Navigating profs and office hours

The fundamental building block for success is the fostering of interpersonal relationships between students, faculty and the community


In order to set yourself up best for success at Wake Forest, build relationships with your teachers and fellow students.

Selinna Tran, Life Editor

Entering Wake Forest, I had preconceived notions that are similar to many of my peers’ experiences, where high school teachers and counselors had warned us of the terrors of college and higher education — along with the unrelenting apathy of professors at these institutions. These notions were a stark contrast to the professors that I encountered. While each professor is different, and some are revered for their kindness and others their harshness.

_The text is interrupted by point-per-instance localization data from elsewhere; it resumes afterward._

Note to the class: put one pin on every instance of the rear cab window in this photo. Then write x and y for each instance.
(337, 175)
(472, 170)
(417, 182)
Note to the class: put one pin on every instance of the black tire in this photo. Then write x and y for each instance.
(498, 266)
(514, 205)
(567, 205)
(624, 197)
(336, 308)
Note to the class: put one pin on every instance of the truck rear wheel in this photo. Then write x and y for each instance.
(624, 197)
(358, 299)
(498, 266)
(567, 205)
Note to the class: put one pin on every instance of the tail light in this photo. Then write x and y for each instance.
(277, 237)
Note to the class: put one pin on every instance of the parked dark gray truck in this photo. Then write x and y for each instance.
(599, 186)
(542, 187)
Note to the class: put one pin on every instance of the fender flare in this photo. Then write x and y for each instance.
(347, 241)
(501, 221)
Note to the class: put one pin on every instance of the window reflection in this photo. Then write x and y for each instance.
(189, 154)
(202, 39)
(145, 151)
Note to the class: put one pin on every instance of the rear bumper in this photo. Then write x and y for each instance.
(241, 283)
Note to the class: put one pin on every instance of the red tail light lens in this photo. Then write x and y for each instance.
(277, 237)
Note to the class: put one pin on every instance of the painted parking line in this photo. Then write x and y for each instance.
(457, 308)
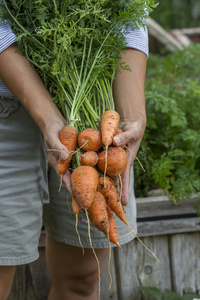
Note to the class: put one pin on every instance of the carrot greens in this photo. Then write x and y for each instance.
(75, 46)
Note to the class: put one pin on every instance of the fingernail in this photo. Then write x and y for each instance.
(117, 140)
(64, 155)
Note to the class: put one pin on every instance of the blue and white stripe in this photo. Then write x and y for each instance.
(137, 39)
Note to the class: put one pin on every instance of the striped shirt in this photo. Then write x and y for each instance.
(137, 39)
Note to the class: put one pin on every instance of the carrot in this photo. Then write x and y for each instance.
(112, 162)
(89, 158)
(109, 124)
(98, 213)
(108, 189)
(68, 137)
(110, 193)
(118, 131)
(84, 181)
(113, 232)
(75, 206)
(90, 139)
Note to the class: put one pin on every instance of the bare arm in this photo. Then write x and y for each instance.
(129, 98)
(26, 85)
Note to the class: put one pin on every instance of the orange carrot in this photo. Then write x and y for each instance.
(113, 232)
(84, 181)
(75, 206)
(98, 213)
(109, 124)
(113, 161)
(118, 131)
(68, 137)
(90, 139)
(110, 193)
(89, 158)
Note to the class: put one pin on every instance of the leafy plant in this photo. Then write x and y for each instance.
(171, 142)
(75, 47)
(167, 295)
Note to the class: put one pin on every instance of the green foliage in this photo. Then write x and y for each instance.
(172, 141)
(167, 295)
(75, 47)
(177, 14)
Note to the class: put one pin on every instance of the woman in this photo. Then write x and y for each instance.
(29, 116)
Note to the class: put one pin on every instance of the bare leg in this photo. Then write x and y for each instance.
(74, 276)
(6, 279)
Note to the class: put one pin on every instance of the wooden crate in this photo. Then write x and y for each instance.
(171, 231)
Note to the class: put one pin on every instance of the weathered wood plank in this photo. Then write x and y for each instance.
(164, 206)
(160, 34)
(161, 227)
(107, 293)
(137, 267)
(31, 281)
(185, 262)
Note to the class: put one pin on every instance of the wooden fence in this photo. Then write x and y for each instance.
(171, 231)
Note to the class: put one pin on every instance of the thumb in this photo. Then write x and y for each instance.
(122, 138)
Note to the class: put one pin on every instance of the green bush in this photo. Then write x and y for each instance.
(167, 295)
(177, 14)
(170, 150)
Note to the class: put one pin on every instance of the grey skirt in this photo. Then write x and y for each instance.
(23, 184)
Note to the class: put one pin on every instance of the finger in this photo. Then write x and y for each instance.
(125, 185)
(126, 179)
(67, 180)
(57, 150)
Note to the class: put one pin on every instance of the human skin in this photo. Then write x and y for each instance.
(74, 276)
(26, 85)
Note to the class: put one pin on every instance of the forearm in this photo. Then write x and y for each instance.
(26, 85)
(128, 87)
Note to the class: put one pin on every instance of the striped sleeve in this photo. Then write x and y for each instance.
(7, 37)
(138, 39)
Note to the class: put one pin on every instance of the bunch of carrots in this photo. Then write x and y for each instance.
(93, 182)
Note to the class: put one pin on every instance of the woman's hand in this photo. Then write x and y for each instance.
(55, 149)
(128, 89)
(131, 137)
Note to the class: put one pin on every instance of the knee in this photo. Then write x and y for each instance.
(85, 285)
(6, 279)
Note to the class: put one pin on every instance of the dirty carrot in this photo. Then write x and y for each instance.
(109, 190)
(89, 158)
(84, 181)
(90, 139)
(68, 137)
(113, 161)
(109, 124)
(98, 213)
(113, 232)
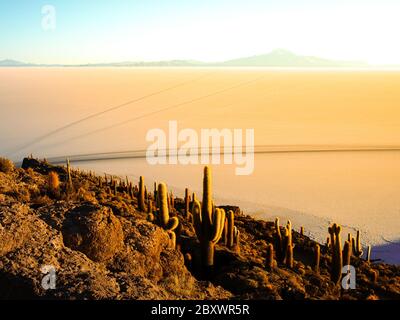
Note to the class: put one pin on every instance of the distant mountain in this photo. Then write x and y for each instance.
(276, 58)
(284, 58)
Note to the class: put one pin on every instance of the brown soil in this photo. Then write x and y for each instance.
(102, 247)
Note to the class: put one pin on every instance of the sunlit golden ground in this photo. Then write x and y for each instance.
(284, 107)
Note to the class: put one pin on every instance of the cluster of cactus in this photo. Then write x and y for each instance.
(141, 195)
(357, 248)
(70, 186)
(317, 257)
(269, 263)
(284, 244)
(208, 221)
(163, 218)
(188, 214)
(336, 248)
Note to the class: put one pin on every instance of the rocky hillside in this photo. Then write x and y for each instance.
(105, 238)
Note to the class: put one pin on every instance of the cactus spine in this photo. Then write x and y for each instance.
(368, 258)
(209, 224)
(187, 203)
(337, 259)
(269, 263)
(69, 177)
(141, 195)
(166, 222)
(358, 248)
(346, 253)
(278, 242)
(317, 257)
(230, 231)
(289, 247)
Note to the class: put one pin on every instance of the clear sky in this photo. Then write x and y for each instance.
(208, 30)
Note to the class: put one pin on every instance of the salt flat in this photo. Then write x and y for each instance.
(285, 107)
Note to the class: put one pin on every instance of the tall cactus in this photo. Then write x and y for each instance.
(289, 246)
(278, 242)
(165, 221)
(70, 186)
(317, 257)
(141, 195)
(358, 252)
(236, 240)
(346, 253)
(208, 224)
(269, 263)
(337, 258)
(230, 231)
(187, 203)
(368, 257)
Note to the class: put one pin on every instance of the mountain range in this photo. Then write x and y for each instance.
(276, 58)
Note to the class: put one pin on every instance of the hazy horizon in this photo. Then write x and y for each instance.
(209, 31)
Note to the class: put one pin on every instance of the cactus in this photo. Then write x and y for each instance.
(100, 183)
(358, 252)
(278, 241)
(150, 207)
(208, 224)
(187, 203)
(172, 201)
(172, 239)
(188, 260)
(115, 188)
(150, 217)
(337, 258)
(289, 247)
(236, 239)
(269, 261)
(141, 195)
(69, 177)
(328, 243)
(368, 258)
(231, 224)
(317, 257)
(224, 237)
(346, 253)
(165, 221)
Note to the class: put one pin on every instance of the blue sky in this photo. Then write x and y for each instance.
(208, 30)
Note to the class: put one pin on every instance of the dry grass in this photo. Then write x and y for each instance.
(6, 165)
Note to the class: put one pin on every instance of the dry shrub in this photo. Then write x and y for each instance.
(41, 200)
(84, 195)
(6, 165)
(94, 231)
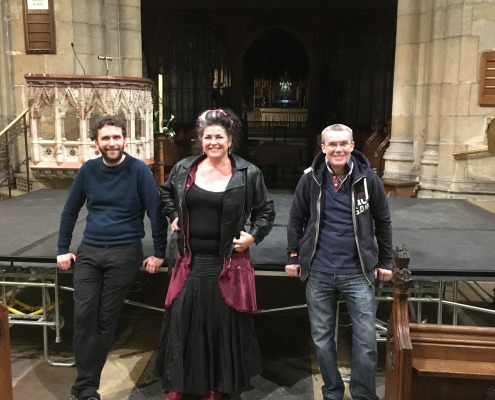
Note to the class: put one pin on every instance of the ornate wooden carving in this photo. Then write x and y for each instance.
(399, 348)
(5, 362)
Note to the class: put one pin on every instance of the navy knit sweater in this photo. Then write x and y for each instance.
(116, 199)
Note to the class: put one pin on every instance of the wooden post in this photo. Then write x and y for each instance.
(399, 347)
(5, 362)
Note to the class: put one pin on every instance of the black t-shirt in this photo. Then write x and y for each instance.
(205, 217)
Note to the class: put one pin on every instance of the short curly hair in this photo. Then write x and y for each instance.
(108, 120)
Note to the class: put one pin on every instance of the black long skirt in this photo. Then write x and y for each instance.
(205, 344)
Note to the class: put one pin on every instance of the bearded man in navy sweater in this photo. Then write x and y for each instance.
(340, 241)
(118, 189)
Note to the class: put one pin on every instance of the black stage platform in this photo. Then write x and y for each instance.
(447, 239)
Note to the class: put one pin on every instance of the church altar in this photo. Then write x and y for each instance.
(284, 114)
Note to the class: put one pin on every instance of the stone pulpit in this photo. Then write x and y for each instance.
(62, 108)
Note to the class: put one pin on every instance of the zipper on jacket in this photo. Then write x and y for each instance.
(318, 218)
(354, 224)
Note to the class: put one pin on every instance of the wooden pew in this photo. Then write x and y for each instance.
(437, 362)
(375, 146)
(6, 392)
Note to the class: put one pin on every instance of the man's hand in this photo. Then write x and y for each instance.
(245, 240)
(153, 264)
(383, 274)
(293, 270)
(64, 261)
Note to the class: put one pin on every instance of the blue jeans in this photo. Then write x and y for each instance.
(322, 290)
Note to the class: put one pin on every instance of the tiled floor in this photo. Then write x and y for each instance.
(290, 369)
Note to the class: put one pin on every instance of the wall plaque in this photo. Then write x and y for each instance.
(487, 80)
(39, 26)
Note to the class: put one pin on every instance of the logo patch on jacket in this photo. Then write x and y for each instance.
(361, 203)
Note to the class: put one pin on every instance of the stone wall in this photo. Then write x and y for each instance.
(439, 130)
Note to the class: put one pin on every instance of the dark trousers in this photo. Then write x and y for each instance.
(102, 279)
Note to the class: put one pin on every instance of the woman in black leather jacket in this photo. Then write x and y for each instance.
(208, 344)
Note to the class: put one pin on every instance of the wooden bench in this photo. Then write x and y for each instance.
(6, 392)
(437, 362)
(399, 187)
(375, 146)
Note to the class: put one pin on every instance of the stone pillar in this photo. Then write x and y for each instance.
(130, 38)
(399, 157)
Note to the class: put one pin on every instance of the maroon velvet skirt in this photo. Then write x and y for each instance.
(205, 344)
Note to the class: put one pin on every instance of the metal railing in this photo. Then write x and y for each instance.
(8, 140)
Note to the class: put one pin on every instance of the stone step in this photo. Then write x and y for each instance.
(4, 193)
(22, 182)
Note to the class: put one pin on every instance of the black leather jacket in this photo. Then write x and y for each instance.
(246, 195)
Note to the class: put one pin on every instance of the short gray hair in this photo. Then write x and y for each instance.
(336, 128)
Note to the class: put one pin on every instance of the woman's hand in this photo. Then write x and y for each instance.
(245, 240)
(175, 225)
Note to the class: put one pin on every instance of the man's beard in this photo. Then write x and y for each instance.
(111, 160)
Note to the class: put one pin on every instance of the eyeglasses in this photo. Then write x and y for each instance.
(334, 145)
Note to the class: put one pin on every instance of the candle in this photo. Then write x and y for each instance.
(160, 102)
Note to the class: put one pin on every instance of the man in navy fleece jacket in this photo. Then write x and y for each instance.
(118, 189)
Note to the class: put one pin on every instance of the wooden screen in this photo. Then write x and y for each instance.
(39, 26)
(487, 82)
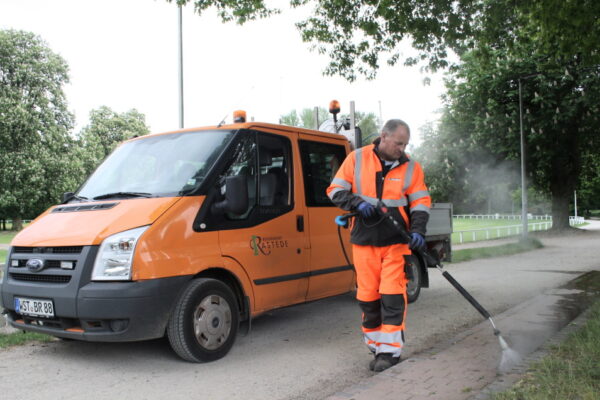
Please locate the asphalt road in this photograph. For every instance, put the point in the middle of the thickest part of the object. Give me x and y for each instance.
(303, 352)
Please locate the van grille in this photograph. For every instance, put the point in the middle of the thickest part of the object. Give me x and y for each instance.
(47, 263)
(41, 278)
(50, 250)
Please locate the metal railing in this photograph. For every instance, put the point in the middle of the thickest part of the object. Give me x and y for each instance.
(502, 216)
(494, 232)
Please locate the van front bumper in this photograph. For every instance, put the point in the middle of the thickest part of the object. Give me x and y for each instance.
(110, 311)
(90, 311)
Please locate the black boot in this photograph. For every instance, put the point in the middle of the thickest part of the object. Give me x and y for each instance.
(384, 361)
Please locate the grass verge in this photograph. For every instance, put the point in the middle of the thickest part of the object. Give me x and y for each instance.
(19, 338)
(496, 251)
(570, 371)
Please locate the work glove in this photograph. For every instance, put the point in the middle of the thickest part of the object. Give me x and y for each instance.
(417, 241)
(366, 210)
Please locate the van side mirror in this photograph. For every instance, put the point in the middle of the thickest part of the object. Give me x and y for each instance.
(67, 196)
(236, 196)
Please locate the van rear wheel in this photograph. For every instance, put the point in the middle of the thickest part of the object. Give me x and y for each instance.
(205, 321)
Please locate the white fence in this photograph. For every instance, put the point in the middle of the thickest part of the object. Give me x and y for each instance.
(473, 235)
(503, 216)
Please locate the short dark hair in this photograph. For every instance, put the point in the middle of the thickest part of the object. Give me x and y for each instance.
(393, 124)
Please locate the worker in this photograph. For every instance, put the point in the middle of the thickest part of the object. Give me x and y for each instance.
(373, 178)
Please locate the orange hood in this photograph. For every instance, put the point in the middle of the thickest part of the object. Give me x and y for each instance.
(71, 227)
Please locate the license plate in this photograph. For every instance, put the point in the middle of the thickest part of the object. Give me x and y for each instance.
(34, 307)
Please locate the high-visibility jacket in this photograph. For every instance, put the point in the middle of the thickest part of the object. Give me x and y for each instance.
(401, 189)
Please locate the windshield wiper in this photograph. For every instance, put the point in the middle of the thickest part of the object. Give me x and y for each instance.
(73, 196)
(123, 194)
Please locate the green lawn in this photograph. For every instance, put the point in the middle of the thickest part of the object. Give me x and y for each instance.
(570, 371)
(497, 228)
(496, 251)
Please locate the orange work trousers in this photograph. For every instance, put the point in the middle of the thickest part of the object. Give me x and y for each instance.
(382, 295)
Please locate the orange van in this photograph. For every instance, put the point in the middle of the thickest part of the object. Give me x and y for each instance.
(190, 234)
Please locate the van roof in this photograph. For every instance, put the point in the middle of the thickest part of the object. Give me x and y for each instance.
(254, 125)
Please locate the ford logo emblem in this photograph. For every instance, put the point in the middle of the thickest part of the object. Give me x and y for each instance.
(35, 265)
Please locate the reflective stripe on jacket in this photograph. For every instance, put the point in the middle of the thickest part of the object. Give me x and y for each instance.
(360, 178)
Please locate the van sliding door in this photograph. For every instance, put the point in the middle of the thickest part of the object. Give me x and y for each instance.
(330, 273)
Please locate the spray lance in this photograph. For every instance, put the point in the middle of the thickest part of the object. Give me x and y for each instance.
(509, 356)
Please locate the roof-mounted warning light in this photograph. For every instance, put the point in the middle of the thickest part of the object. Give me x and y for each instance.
(334, 108)
(239, 116)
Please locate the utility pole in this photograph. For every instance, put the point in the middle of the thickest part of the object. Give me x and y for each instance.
(523, 182)
(180, 28)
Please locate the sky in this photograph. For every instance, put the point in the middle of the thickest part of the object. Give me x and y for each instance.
(123, 54)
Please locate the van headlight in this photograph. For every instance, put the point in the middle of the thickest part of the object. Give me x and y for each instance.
(114, 259)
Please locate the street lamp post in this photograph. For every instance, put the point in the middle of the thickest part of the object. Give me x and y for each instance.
(523, 182)
(180, 47)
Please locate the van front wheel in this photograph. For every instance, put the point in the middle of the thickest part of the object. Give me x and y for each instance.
(205, 321)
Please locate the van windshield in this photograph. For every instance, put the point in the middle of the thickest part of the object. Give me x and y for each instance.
(157, 166)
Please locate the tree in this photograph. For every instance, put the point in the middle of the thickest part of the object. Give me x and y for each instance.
(107, 128)
(560, 101)
(498, 41)
(357, 34)
(34, 126)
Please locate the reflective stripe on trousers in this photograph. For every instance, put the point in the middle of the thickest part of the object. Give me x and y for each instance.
(382, 295)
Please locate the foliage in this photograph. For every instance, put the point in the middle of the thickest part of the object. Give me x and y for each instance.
(356, 34)
(560, 114)
(107, 128)
(34, 126)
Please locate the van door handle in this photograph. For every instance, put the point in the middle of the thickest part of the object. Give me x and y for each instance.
(300, 223)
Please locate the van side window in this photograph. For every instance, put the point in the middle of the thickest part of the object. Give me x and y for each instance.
(265, 160)
(244, 164)
(275, 170)
(320, 162)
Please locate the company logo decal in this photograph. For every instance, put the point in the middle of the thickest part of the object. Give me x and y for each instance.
(265, 245)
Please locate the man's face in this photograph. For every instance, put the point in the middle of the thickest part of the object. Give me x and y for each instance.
(393, 144)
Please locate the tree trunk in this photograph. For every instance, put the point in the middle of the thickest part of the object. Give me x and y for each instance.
(560, 208)
(17, 224)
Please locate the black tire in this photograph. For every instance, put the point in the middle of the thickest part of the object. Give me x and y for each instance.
(205, 321)
(413, 288)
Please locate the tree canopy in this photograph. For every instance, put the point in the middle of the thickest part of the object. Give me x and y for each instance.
(39, 157)
(34, 125)
(361, 35)
(106, 129)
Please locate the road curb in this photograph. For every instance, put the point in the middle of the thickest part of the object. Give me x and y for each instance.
(507, 381)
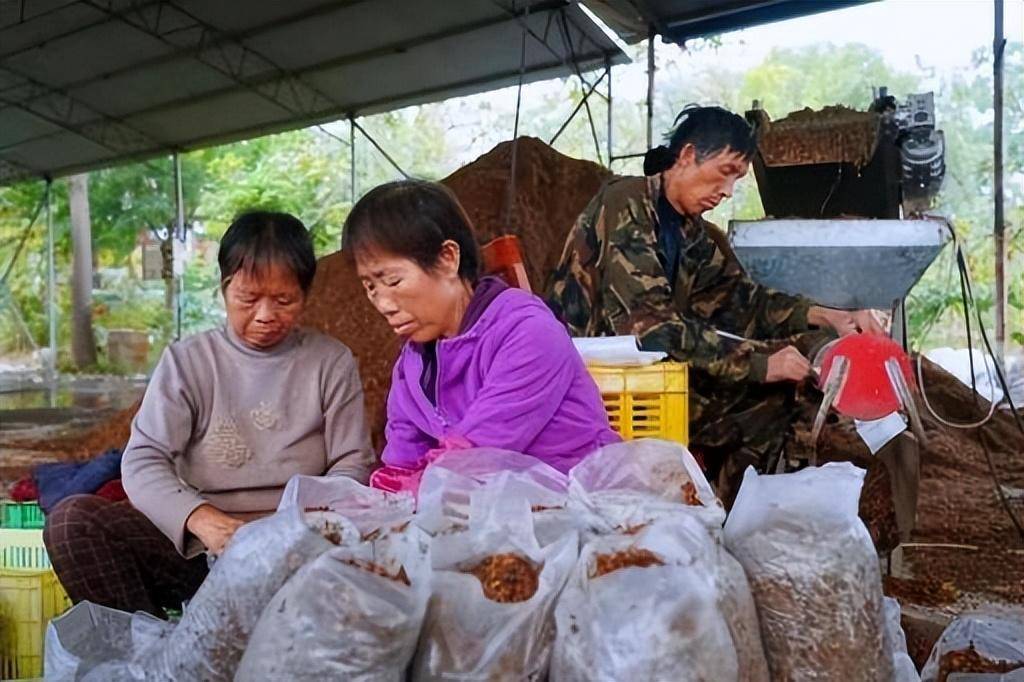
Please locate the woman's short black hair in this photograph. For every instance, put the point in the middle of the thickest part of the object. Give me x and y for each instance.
(258, 239)
(413, 219)
(711, 130)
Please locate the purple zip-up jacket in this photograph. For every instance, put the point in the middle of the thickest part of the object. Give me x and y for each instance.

I felt that professors at Wake Forest had the goal of academic excellence and worked with the students to achieve this.

One of the most important pieces of advice that a professor gave me my freshman year of college is that, “You put in what you get out: garbage in, garbage out.” That is a lesson that has remained true throughout my experience thus far. Professors do not want to see students fail and there are ample resources to help a student succeed in their academic endeavors — with the stipulation that the student also puts in the effort.

I stress that one of the fundamental building blocks for success is the fostering of interpersonal relationships between students, faculty and the campus community.  The bridge to building these relationships stems from an important aspect of one’s college experience: office hours. Often overlooked or mentioned fleetingly by your college tour guide, the importance of office hours should be established during the beginning of the semester.

It is an opportunity wasted not to take advantage of the time and resources offered during a professor’s office hours. This time gives students the ability to engage with the material on a personal level, building a connection with their professors in the process. Even if a course’s content seems to be effortless, the establishment of this relationship builds the foundation for support later on in the course or even later on in one’s life.

Communication is crucial for having a beneficial experience inside and outside of the classroom. Engaging in the classroom allows students to better understand the content, and building the foundation of communication allows for help in the event that it is needed. Being an active and focused participant in classrooms will benefit you in the long run, because what you put into the course is what you will get out.

There is a reason that Wake Forest’s nickname is “Work Forest,” because the spirit of hardworking and dedicated students make up the student body and the campus environment. Arrive to class with this mindset and you will be set up for success in and outside of the classroom. Gestures such as extending gratitude towards your professor, participating in class or reaching out with an email go a long way toward fostering the crucial relationship and foundation for a community.

Don’t be afraid to reach out — trust me — I’ve had my fair share of anxiety and fright toward attending office hours or admitting that I needed help, but professors at Wake Forest are here to help and you shouldn’t hesitate to communicate. Ultimately, Wake Forest provides so many resources and opportunities to have a successful experience in the classroom, and your professor is one of the first resources that will jumpstart your academic journey.